ComfyUI>Workflows>Wan2.1 Stand In | Consistent Character Video Maker

Wan2.1 Stand In | Consistent Character Video Maker

Workflow Name: RunComfy/Wan2.1-Stand-In

Workflow ID: 0000...1284

This workflow helps you produce character-driven videos where identity remains consistent from frame to frame. With just one image as input, it generates outputs that preserve facial features, style, and personality across sequences. Ideal for animators, storytellers, and creators of avatars, it ensures both high fidelity and strong continuity. You gain stable results without needing multiple reference images. It saves time, reduces rework, and improves reliability for long-form creative projects. Designed for practical usability, it gives you control over story-driven visuals with dependable results.

Wan2.1 Stand In: single‑image, character‑consistent video generation for ComfyUI

This workflow turns one reference image into a short video where the same face and style persist across frames. Powered by the Wan 2.1 family and a purpose‑built Stand In LoRA, it is designed for storytellers, animators, and avatar creators who need stable identity with minimal setup. The Wan2.1 Stand In pipeline handles background cleanup, cropping, masking, and embedding so you can focus on your prompt and motion.

Use the Wan2.1 Stand In workflow when you want reliable identity continuity from a single photo, fast iteration, and export‑ready MP4s plus an optional side‑by‑side comparison output.

Key models in Comfyui Wan2.1 Stand In workflow

Wan 2.1 Text‑to‑Video 14B. The primary generator responsible for temporal coherence and motion. It supports 480p and 720p generation and integrates with LoRAs for targeted behaviors and styles. Model card
Wan‑VAE for Wan 2.1. A high‑efficiency spatiotemporal VAE that encodes and decodes video latents while preserving motion cues. It underpins the image encode/decode stages in this workflow. See the Wan 2.1 model resources and Diffusers integration notes for VAE usage. Model hub • Diffusers docs
Stand In LoRA for Wan 2.1. A character‑consistency adapter trained to lock identity from a single image; in this graph it is applied at model load to ensure the identity signal is fused at the foundation. Files
LightX2V Step‑Distill LoRA (optional). A lightweight adapter that can improve guidance behavior and efficiency with Wan 2.1 14B. Model card
VACE module for Wan 2.1 (optional).
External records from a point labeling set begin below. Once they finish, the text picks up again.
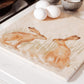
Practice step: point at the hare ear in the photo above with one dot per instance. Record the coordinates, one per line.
(32, 29)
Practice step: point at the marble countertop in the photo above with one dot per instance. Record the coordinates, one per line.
(19, 70)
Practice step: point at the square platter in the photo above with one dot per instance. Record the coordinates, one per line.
(56, 45)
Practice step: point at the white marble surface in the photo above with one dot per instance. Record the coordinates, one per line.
(19, 70)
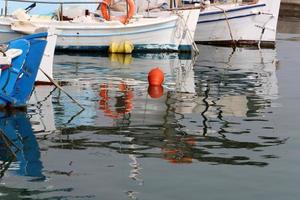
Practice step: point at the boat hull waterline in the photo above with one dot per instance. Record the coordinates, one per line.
(168, 33)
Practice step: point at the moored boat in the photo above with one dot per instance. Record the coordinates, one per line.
(169, 32)
(20, 62)
(241, 22)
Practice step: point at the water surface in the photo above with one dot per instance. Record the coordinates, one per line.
(224, 126)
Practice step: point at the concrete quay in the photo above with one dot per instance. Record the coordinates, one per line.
(290, 8)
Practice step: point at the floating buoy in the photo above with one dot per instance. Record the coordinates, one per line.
(124, 59)
(156, 77)
(155, 91)
(121, 47)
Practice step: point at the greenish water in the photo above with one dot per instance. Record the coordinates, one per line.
(225, 127)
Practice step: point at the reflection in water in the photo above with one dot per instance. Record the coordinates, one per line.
(204, 113)
(19, 153)
(214, 110)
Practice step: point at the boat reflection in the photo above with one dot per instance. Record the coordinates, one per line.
(213, 111)
(19, 153)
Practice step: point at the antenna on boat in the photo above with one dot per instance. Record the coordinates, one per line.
(5, 8)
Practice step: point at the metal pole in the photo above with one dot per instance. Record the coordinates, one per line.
(5, 8)
(61, 12)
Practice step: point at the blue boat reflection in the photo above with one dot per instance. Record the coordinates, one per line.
(19, 150)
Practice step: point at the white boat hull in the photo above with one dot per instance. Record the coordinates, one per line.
(242, 23)
(166, 33)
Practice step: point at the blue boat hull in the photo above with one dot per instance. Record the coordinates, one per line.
(17, 80)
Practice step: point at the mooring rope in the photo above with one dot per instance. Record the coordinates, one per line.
(194, 45)
(228, 25)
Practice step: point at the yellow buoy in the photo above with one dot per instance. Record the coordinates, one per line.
(121, 47)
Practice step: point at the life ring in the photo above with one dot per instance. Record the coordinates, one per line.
(123, 19)
(125, 100)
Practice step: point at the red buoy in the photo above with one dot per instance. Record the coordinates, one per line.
(156, 77)
(155, 91)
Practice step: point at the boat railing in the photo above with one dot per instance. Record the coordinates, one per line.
(58, 2)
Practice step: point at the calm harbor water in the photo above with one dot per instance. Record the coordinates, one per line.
(224, 126)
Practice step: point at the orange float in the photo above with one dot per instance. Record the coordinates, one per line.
(156, 77)
(155, 91)
(123, 19)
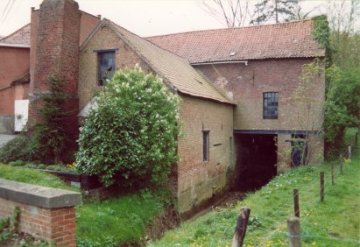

Enables motion and editing control via video‑aware conditioning. The workflow includes an embed path you can enable for VACE control. Model hub
UMT5‑XXL text encoder. Provides robust multilingual prompt encoding for Wan 2.1 text‑to‑video. Model card

How to use Comfyui Wan2.1 Stand In workflow

At a glance: load a clean, front‑facing reference image, the workflow prepares a face‑focused mask and composite, encodes it to a latent, merges that identity into Wan 2.1 image embeds, then samples video frames and exports MP4. Two outputs are saved: the main render and a side‑by‑side comparison.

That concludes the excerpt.